Hacker News new | ask | show | jobs
by jonesnc 972 days ago
Why does the randomization have to happen in the database query? Assuming there aren't any large gaps in the distribution of IDs, and if you know the max_id, couldn't you pick a random number between min_id and max_id and get the record whose ID matches that random number?
1 comments

Precisely because of the gaps. Tons of Wikipedia article ID's aren't valid for random selection because they've been deleted, because they're a disambiguation page, because they're a redirect, or they're a talk page or user page or whatever else.

My comment covered your suggestion already -- that's why I wrote "you encounter the same problem where the id gaps in deleted articles make certain articles more likely to be chosen".
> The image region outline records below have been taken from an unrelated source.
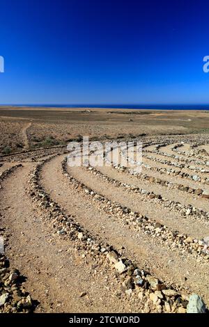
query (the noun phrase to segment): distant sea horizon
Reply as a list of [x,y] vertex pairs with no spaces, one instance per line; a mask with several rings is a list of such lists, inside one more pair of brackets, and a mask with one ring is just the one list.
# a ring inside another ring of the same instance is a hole
[[1,106],[21,106],[36,108],[85,108],[152,110],[209,110],[209,104],[0,104]]

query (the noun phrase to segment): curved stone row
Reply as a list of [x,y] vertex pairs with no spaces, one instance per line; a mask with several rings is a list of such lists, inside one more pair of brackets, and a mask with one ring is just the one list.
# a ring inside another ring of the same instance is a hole
[[180,234],[178,232],[172,231],[167,226],[162,225],[160,223],[141,214],[139,212],[133,212],[130,208],[124,207],[113,201],[111,202],[104,196],[96,193],[93,190],[87,187],[69,174],[66,168],[66,160],[63,161],[61,167],[63,173],[68,177],[70,182],[75,187],[80,186],[84,192],[100,202],[105,203],[107,205],[105,209],[109,214],[116,216],[119,215],[120,218],[133,225],[137,231],[142,232],[153,239],[157,238],[157,241],[159,239],[160,244],[166,244],[171,249],[178,248],[183,253],[187,252],[188,255],[192,255],[198,262],[209,262],[208,246],[204,241],[197,240],[186,234]]
[[[189,296],[182,287],[173,287],[160,281],[144,269],[139,269],[131,260],[122,257],[112,246],[94,240],[89,232],[75,223],[73,216],[63,213],[59,205],[45,193],[40,185],[40,174],[45,164],[56,155],[47,158],[36,166],[31,175],[29,190],[33,201],[45,210],[46,219],[52,227],[59,234],[70,238],[80,251],[88,253],[93,257],[100,256],[102,260],[107,260],[115,269],[125,294],[130,294],[134,288],[139,287],[142,291],[141,300],[146,302],[148,298],[151,299],[158,312],[186,312]],[[75,185],[77,185],[75,182]],[[171,301],[171,307],[169,305]]]
[[[160,154],[161,156],[168,157],[169,158],[175,159],[175,160],[176,160],[177,161],[185,162],[186,164],[194,163],[196,165],[206,166],[206,162],[207,162],[206,161],[197,161],[195,159],[192,159],[192,158],[185,158],[183,157],[180,157],[180,156],[178,156],[178,155],[176,155],[176,154],[171,154],[169,153],[163,152],[160,151],[158,150],[151,151],[151,150],[149,150],[144,149],[144,152],[146,152],[147,153],[155,153],[156,154]],[[201,168],[200,168],[200,169],[201,169]]]
[[[207,152],[207,151],[205,149],[197,149],[196,147],[198,146],[198,145],[190,145],[191,151],[192,151],[190,152],[188,152],[187,151],[180,151],[178,150],[179,147],[183,147],[183,145],[184,145],[183,143],[176,145],[173,147],[171,147],[171,150],[178,153],[178,154],[180,154],[180,155],[183,154],[189,157],[193,157],[194,155],[196,158],[199,158],[203,160],[206,160],[206,156],[209,155],[209,154]],[[207,162],[208,162],[208,164],[207,164]],[[206,165],[209,166],[209,161],[206,161]]]
[[[117,167],[114,167],[116,169]],[[111,183],[117,184],[118,186],[122,186],[125,187],[128,191],[139,193],[145,198],[150,200],[160,203],[163,205],[165,208],[169,208],[170,209],[176,210],[180,213],[184,218],[187,216],[191,216],[194,219],[201,220],[203,223],[206,221],[209,221],[209,212],[200,210],[198,208],[193,207],[192,205],[185,205],[180,202],[169,200],[166,198],[162,197],[160,194],[155,194],[154,192],[149,192],[148,191],[141,189],[140,187],[130,185],[126,183],[121,182],[117,180],[109,177],[109,176],[102,174],[100,170],[96,168],[90,167],[88,169],[93,171],[95,175],[99,175],[100,177],[105,180],[107,180]],[[122,170],[122,171],[124,171]]]
[[[4,170],[0,175],[0,182],[8,177],[21,164]],[[0,229],[0,237],[3,239],[3,229]],[[4,247],[4,245],[3,245]],[[0,253],[0,313],[29,313],[35,309],[35,301],[22,285],[20,271],[9,268],[9,260]]]
[[[110,161],[107,159],[107,157],[105,157],[104,160],[107,162],[107,164],[110,165],[113,168],[117,169],[119,171],[121,170],[122,172],[124,172],[127,169],[126,167],[123,167],[120,164],[113,164]],[[101,173],[100,172],[99,173]],[[107,176],[107,177],[109,178],[108,176]],[[117,182],[120,183],[119,181]],[[132,189],[133,186],[130,185],[126,187],[130,187],[130,189]],[[176,202],[175,201],[167,199],[166,198],[163,198],[160,194],[155,194],[153,192],[149,192],[148,191],[144,189],[140,189],[139,187],[134,186],[134,189],[135,189],[135,191],[137,190],[137,192],[142,194],[143,196],[148,196],[150,198],[157,200],[160,204],[162,203],[165,207],[169,207],[171,209],[175,209],[178,210],[183,216],[189,215],[192,218],[194,217],[194,218],[202,220],[203,222],[204,222],[204,220],[208,221],[209,219],[209,212],[199,209],[196,207],[192,206],[192,205],[185,205],[180,202]]]
[[[153,160],[154,162],[159,162],[160,164],[164,164],[164,165],[168,165],[168,166],[174,166],[174,167],[178,167],[178,168],[187,168],[187,169],[189,169],[190,170],[194,170],[195,172],[200,172],[200,173],[209,173],[209,170],[206,170],[206,169],[202,169],[202,168],[200,168],[199,167],[195,167],[195,166],[190,166],[190,165],[186,165],[185,164],[178,164],[177,162],[175,162],[175,161],[171,161],[170,160],[166,160],[166,159],[160,159],[160,158],[156,158],[154,156],[151,156],[151,155],[149,155],[149,154],[143,154],[143,157],[144,157],[145,158],[147,158],[150,160]],[[207,181],[207,182],[208,182],[208,177],[206,177],[206,180]]]
[[[144,156],[148,158],[148,156]],[[150,157],[149,156],[149,158]],[[153,157],[153,161],[155,161],[155,157]],[[158,161],[159,162],[159,161]],[[142,167],[144,167],[149,170],[160,173],[161,174],[166,174],[166,175],[173,175],[173,176],[178,176],[181,178],[186,178],[187,180],[190,180],[194,182],[201,182],[202,184],[206,184],[209,185],[209,177],[202,177],[198,175],[191,175],[187,173],[183,172],[181,170],[177,170],[173,168],[159,168],[159,167],[153,167],[150,166],[148,164],[141,164]]]
[[[0,174],[0,183],[2,182],[5,178],[6,178],[10,174],[13,173],[17,168],[19,167],[22,167],[22,164],[18,164],[17,165],[14,165],[12,167],[10,167],[8,169],[6,169],[3,173]],[[1,184],[0,184],[0,189],[1,189]]]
Can't you just query the ID column and grab the entire list of valid IDs, put that into an array, store it, and pick random IDs from that?
That requires setting up an entirely different service and somehow keeping it in perfect sync with the database, and along with all of the memory it requires.

And you've still got to decide how you're going to pick random ID's from an array of tens of millions of elements that are constantly having elements deleted from the middle. Once you've figured out how to do that efficiently, you might as well skip all the trouble and just use that algorithm on the database itself.

>And you've still got to decide how you're going to pick random ID's from an array of tens of millions of elements that are constantly having elements deleted from the middle. Once you've

How so? you have array of only valid IDs [1,2,3]

Oh I thought this was a one-time thing, like a research paper. Doing it continuously in real time is much harder.